A autora (fiadora solvens) pretendia através desta ação, que o réu confiador, à data seu marido, lhe pague o valor por ela satisfeito à sociedade credora, considerando que a sociedade devedora e a sociedade confiadora foram declaradas insolventes.
Contudo, o Código Civil prevê que, havendo vários fiadores, e respondendo cada um deles pela totalidade da prestação, o que tiver cumprido fica sub-rogado nos direitos do credor contra o devedor e, de harmonia com as regras das obrigações solidárias, contra os outros fiadores.
No que respeita ao direito de regresso, o Código prevê que, entre devedores solidários, o devedor que satisfizer o direito do credor além da parte que lhe competir tem direito de regresso contra cada um dos condevedores, na parte que a estes compete.
Relativamente ao direito contra os outros confiadores, independentemente do direito do confiador solvens ser um novo direito de regresso ou o anterior direito satisfeito, em cuja titularidade ele ingressou por sub-rogação legal, a obrigação de reembolso dos outros confiadores é limitada às quotas de cada um na garantia prestada, quotas essas determinadas pela especificidade das relações internas entre eles. Presume-se a igualdade de quotas, na ausência de estipulação em contrário.
Tendo um dos confiadores sido declarado insolvente (a sociedade), a sua quota parte é repartida proporcionalmente entre todos os demais, incluindo o credor de regresso.

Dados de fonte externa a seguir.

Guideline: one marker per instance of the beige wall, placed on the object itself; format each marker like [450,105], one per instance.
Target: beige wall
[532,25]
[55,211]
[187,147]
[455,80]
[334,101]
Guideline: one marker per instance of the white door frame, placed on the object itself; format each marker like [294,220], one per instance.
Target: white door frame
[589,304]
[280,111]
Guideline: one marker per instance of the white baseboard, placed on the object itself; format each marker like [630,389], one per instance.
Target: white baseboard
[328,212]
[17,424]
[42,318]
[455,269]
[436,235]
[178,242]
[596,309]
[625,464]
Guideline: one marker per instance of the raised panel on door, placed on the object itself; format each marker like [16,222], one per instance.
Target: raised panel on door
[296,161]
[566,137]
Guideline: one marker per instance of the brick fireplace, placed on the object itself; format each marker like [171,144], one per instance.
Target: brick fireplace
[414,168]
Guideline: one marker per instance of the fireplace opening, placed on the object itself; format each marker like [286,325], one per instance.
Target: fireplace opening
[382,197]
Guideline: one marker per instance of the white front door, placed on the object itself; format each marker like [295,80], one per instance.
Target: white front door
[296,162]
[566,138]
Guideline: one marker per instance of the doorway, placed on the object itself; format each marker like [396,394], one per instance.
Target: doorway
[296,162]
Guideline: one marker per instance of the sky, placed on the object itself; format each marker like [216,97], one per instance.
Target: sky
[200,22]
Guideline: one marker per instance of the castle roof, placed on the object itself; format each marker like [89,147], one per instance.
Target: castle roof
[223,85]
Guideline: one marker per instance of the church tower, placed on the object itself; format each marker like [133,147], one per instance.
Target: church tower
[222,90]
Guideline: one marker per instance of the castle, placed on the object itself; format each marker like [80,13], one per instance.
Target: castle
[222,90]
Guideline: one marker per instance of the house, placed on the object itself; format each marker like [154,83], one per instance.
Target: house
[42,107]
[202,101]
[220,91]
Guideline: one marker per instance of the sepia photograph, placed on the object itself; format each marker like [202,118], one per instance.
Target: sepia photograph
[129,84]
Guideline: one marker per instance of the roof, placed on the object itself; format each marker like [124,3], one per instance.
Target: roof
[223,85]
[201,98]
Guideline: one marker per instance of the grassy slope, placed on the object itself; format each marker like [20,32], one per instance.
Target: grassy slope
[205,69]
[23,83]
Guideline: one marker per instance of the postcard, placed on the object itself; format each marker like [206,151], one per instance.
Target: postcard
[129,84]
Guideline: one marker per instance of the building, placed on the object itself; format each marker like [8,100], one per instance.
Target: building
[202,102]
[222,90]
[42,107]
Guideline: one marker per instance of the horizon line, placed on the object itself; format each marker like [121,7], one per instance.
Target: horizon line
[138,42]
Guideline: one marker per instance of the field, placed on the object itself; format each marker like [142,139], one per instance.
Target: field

Na origem da dívida esteve uma fiança concedida em simultâneo e no mesmo documento por ambos os cônjuges, ora autora e réu, na constância do seu casamento, pelo que a fiança prestada por cada um deles responsabilizava ambos os cônjuges pelo seu cumprimento. Assim, ainda que tenha sido a pensão de reforma da satisfazer a dívida integral, o respetivo montante, estamos, como se viu, perante um bem, pelo que tem de considerar-se que foi o património comum do casal que respondeu por aquela dívida.
Sendo uma dívida comum e encontrando-se paga com um bem comum, terá de concluir-se, como na sentença recorrida, que o réu já pagou a sua quota parte que lhe cabia no âmbito da fiança prestada, não tendo a autora direito de regresso sobre o réu.